- The idea that there is
an inevitable trajectory towards complex life and perhaps towards something like humans is a
little bit wishful thinking. The origin of complex cells
happened just once on earth. If we think about other planets, the likelihood is we'll find bacteria. And this idea that we
are somehow more evolved than bacteria is not really true. I work on the deep history of life-- the origin of life through to the evolution of early cells and what that means for us today. Why do we age? Why do we get diseases? Why are we conscious? Why have there been long gaps,
two or three billion years where it's just bacteria and nothing else? And you can't explain that
just in terms of genes. We wouldn't know anything
about what happened in the first two billion
years of life on Earth if it hadn't been for gene sequencing. But life is not only about information. It's about the structure of cells. It's about the turnover of molecules, how gases in the environment are converted into more molecules. None of this has anything
to do with genes. All of this happens spontaneously. I think my work's important
because it's asking some of the biggest questions in science. What I'm doing is putting back a side that's been missing for a long time, which is energy flow and its importance, and how that changes the
way that evolution happens. The strange thing is very
few people in the world are thinking along those lines, and it has an ability to
come up with an almost alternative view of the
whole history of life. If I say "origin of life" to you, virtually everybody will
say "primordial soup." I think the idea of the primordial
soup is a terrible idea. It just won't go away. The thing about life is it has structure. It has movement. It is a continuous chemical reaction, and the problem with any kind of soup is it's basically not reactive. It doesn't have the flow
of energy going through it. And so I think it's a really bad way of seeing the origin of life, and I much prefer to think about, "What are cells doing?" And "What's the simplest version of how cells become animated?" "Are there geological
environments that work that way?" And the answer is yes, there are. I think life started
down in the deep oceans in hydrothermal vents, but the earth was very
different four billion years ago because there was no oxygen back then. And if you're working on the
origin of life, which I do, then you're starting with really
simple prebiotic chemistry. We're trying to do it under
strictly anoxic conditions. So in the strict absence of oxygen. But the questions are
really very simple questions about how can we have the
simplest possible version of a hydrothermal vent in a lab? So we use, in a sense,
as little technology as we can get away with. Nobody can agree about what
complex life actually means. What I mean is the
difference between bacteria and the kind of cells that
make up animals and plants, and single-celled organisms
that eat other things. Our kind of cell, it's
called the eukaryotic cell which just means it's got a nucleus and the DNA's packaged
away in the nucleus. They're a lot bigger, a lot
more complex than bacteria. All these complex cells in
plants, in animals, in fungi-- they all have basically
the same structure. Our kind of cell arose once in four billion years of evolution. And it seems to have been something of a bit of a freak accident. For two billion years
we have just bacteria, and the bacteria remain as bacteria. Then we have an abrupt single origin of all complex cells that happens around two billion years ago. And then we have another
long period of stasis until the Cambrian explosion
where suddenly animals appear. Nearly a hundred million years after that, we finally get plants on land.

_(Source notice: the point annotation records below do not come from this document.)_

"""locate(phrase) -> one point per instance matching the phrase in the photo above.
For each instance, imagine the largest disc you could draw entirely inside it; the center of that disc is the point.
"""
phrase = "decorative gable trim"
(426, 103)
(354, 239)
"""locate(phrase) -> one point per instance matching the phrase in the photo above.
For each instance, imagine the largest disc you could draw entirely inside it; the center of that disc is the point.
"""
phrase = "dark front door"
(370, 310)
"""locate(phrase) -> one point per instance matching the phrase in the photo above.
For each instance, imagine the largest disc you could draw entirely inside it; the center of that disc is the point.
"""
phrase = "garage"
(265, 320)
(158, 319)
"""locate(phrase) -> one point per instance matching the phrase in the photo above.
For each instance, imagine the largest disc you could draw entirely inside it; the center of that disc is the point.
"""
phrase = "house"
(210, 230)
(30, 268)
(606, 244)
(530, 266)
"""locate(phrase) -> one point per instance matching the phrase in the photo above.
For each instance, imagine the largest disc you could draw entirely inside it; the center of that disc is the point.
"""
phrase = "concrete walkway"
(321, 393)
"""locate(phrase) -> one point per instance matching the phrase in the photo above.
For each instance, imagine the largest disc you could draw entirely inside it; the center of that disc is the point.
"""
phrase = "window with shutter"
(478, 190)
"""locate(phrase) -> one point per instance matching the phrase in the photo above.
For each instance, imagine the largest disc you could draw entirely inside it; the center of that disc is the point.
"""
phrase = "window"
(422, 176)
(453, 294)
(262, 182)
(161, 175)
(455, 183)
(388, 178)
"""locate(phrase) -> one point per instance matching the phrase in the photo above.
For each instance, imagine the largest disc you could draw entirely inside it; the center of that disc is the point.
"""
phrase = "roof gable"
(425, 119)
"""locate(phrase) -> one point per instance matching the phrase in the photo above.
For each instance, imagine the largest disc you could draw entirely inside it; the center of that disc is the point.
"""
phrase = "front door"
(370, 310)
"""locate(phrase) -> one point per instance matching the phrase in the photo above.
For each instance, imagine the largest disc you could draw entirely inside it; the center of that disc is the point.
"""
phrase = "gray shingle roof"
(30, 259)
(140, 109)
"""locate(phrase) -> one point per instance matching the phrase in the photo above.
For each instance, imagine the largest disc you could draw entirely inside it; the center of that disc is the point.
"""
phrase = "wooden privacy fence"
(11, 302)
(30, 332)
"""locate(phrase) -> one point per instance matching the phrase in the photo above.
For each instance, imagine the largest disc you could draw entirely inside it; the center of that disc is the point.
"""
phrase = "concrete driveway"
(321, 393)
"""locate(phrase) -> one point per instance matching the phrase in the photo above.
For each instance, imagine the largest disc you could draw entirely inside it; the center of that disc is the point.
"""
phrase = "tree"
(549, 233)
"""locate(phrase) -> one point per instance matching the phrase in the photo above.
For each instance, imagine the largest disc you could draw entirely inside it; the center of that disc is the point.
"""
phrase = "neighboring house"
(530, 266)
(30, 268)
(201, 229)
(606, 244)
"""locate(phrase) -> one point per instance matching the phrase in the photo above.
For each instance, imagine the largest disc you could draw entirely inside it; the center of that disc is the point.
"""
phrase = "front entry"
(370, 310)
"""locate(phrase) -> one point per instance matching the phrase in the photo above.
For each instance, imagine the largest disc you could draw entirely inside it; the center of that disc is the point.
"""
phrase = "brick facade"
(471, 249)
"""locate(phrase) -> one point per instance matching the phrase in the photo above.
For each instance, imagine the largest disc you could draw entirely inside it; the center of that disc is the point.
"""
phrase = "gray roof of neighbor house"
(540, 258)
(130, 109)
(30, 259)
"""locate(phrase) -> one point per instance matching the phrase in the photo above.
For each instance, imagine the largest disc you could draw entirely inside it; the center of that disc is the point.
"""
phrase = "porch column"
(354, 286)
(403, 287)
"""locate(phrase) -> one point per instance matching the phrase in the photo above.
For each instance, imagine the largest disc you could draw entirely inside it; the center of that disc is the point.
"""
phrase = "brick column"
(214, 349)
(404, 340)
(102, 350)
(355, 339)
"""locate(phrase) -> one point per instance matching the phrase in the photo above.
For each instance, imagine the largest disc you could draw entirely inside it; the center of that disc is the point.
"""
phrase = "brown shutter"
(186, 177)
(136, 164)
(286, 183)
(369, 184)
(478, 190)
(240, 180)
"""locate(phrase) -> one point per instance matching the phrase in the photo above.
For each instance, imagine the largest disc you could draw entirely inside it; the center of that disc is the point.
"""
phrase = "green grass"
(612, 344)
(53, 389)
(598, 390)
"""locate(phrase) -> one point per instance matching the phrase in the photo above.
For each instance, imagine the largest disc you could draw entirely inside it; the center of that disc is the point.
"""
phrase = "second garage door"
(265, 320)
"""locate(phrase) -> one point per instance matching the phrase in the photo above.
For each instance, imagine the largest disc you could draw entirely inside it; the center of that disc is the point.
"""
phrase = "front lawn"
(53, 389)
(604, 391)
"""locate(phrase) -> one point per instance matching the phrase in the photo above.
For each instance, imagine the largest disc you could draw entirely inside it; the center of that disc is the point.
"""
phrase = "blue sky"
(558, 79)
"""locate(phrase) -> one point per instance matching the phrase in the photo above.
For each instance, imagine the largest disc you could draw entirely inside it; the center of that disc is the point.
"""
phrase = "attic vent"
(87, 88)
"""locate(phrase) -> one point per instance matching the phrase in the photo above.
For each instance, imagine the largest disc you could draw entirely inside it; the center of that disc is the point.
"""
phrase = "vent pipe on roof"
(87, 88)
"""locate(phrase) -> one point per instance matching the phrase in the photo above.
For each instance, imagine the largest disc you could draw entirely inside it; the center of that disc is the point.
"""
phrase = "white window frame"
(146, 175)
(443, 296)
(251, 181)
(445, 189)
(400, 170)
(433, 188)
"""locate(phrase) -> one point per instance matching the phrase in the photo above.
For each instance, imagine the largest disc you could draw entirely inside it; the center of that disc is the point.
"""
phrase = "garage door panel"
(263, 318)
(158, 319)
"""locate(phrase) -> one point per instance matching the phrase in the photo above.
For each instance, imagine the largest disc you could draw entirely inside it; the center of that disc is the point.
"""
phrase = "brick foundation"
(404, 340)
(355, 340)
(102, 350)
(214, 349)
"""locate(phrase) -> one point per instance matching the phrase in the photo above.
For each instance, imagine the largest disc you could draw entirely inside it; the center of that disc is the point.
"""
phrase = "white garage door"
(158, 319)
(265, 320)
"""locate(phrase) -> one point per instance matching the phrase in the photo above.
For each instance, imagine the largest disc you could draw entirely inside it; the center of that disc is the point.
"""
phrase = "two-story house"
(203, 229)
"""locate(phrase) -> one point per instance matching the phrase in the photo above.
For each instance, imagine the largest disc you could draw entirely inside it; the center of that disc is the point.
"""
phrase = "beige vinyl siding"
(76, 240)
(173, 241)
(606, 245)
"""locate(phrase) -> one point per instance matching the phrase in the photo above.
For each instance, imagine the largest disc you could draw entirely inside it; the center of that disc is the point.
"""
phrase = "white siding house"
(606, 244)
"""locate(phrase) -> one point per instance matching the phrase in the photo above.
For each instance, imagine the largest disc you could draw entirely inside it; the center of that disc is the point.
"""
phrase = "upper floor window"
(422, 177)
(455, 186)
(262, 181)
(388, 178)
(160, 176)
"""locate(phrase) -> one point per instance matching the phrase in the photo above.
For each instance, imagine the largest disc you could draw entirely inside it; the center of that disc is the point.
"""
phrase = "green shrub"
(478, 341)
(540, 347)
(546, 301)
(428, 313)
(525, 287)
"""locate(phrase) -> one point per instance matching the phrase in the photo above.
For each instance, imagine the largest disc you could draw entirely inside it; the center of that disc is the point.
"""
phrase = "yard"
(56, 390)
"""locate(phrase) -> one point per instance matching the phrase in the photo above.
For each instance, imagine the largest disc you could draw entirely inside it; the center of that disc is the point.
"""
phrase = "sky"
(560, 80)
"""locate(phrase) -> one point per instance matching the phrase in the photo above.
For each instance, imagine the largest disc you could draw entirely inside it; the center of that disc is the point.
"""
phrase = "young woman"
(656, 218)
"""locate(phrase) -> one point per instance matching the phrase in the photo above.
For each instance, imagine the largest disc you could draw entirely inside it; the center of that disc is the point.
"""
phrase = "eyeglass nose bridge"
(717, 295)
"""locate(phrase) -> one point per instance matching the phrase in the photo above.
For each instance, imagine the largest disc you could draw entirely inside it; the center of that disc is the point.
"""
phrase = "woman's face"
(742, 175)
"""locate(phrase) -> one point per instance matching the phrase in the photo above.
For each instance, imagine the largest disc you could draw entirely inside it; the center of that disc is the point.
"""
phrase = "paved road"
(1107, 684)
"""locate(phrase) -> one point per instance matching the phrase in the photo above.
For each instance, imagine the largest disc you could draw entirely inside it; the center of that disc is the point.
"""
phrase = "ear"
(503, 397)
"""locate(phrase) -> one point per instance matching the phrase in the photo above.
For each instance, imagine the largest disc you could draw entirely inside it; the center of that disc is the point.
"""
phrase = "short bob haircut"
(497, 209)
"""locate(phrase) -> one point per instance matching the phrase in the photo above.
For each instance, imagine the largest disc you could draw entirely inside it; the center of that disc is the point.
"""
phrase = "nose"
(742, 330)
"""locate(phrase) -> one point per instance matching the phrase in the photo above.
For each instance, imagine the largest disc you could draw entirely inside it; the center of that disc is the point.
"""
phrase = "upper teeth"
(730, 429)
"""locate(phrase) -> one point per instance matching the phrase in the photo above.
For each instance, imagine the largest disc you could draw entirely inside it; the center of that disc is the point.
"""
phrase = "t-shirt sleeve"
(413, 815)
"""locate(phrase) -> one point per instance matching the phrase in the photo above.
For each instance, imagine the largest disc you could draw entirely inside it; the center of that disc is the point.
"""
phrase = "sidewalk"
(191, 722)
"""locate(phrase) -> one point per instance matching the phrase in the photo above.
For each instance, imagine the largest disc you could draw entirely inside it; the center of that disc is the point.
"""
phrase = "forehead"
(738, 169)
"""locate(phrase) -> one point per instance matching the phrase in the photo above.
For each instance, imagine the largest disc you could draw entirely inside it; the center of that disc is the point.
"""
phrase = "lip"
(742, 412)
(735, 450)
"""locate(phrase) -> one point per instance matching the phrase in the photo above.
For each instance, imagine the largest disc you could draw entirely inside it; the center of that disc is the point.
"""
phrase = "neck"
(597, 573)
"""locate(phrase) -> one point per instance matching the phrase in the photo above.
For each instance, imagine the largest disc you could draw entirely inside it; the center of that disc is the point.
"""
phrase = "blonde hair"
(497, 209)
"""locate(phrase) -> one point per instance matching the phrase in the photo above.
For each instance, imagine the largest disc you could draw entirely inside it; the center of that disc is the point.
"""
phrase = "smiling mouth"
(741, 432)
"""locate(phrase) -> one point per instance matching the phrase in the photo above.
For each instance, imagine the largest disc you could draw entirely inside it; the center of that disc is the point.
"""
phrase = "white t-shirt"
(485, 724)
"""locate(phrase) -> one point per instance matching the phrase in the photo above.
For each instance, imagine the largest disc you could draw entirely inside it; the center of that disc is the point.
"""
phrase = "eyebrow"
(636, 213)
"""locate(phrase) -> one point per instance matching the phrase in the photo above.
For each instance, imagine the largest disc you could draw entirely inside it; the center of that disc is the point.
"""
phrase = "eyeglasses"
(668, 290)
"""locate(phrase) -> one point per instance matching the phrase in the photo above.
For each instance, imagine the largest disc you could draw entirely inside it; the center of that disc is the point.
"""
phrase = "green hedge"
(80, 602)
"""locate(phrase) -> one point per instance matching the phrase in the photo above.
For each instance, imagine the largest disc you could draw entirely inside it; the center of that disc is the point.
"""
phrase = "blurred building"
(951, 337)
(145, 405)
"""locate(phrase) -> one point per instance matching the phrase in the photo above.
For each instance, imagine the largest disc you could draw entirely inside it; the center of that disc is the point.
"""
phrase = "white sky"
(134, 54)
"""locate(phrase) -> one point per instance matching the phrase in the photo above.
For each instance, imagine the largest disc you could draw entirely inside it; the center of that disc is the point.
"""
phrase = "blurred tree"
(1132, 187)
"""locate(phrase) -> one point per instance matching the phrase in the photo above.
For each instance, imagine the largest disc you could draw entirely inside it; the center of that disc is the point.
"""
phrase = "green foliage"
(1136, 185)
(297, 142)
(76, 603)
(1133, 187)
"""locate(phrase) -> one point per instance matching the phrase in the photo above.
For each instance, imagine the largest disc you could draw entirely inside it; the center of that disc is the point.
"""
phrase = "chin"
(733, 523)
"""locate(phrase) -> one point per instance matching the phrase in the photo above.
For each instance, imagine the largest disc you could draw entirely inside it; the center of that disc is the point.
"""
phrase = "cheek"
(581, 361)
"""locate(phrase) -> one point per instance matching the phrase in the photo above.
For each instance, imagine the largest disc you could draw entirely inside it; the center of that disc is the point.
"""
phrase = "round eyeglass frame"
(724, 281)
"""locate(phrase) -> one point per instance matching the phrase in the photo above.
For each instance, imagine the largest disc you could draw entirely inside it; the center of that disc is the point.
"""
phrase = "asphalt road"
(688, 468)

Hundreds of millions of years longer, and then we are beginning
to see humans evolving, and consciousness, as
we would recognize it. What explains these long gaps? What kind of evolutionary
process gives rise to two types of life that live
in completely different ways? Perhaps it's nothing to do
with genes and information. Perhaps it's something to do
with the cell's structure. So we have these mitochondria,
which were bacteria once, and they seem to have arisen
around two billion years ago. And the answer is almost certainly, that another cell got inside, and that changes the topology. It changes the way that
energy works in cells. Now it's internalized, and
that means you can expand. You can do different things. It opens up the floodgates to evolution. We are a continuous chemical reaction and we are continually
burning food and oxygen. Life has a very central logic,
which is to do with growth. Growth is really just doubling. It's converting whatever's
in the environment into more of yourself. And we've got a circulatory system which is continually delivering oxygen right to the mitochondria
deep within cells. Cells are tiny things and the membrane is
almost invisibly small. If you were to iron out the
membranes in the mitochondria in our own body, you'd get about four football
pitches' worth of membranes, and all those membranes
have got a charge across it. Which, if you were to shrink yourself down to the size of a molecule, is equivalent to a bolt of lightning. That's what's animating us. We're basically powered by electricity. We would not be moving at all
if it wasn't for energy flow. That gives you different insights. Genes work in a specific environment. That environment is cells. Cells have a particular structure and that structure conditions what the genes can and cannot do, and so when we bring energy into it, we begin to understand this peculiar trajectory of life on earth. See, one thing in biochemistry
which is really striking, the way that plant cells work, the way that bacteria work, the way that animals work, it's all the same. There is a commonality
that gives me a very strong fellow feeling
with the rest of life. This deep similarity in everything. Then you have this amazing variation. It's astonishing that you can use these building blocks
to come up with a world which is so different. That is the glory of evolution.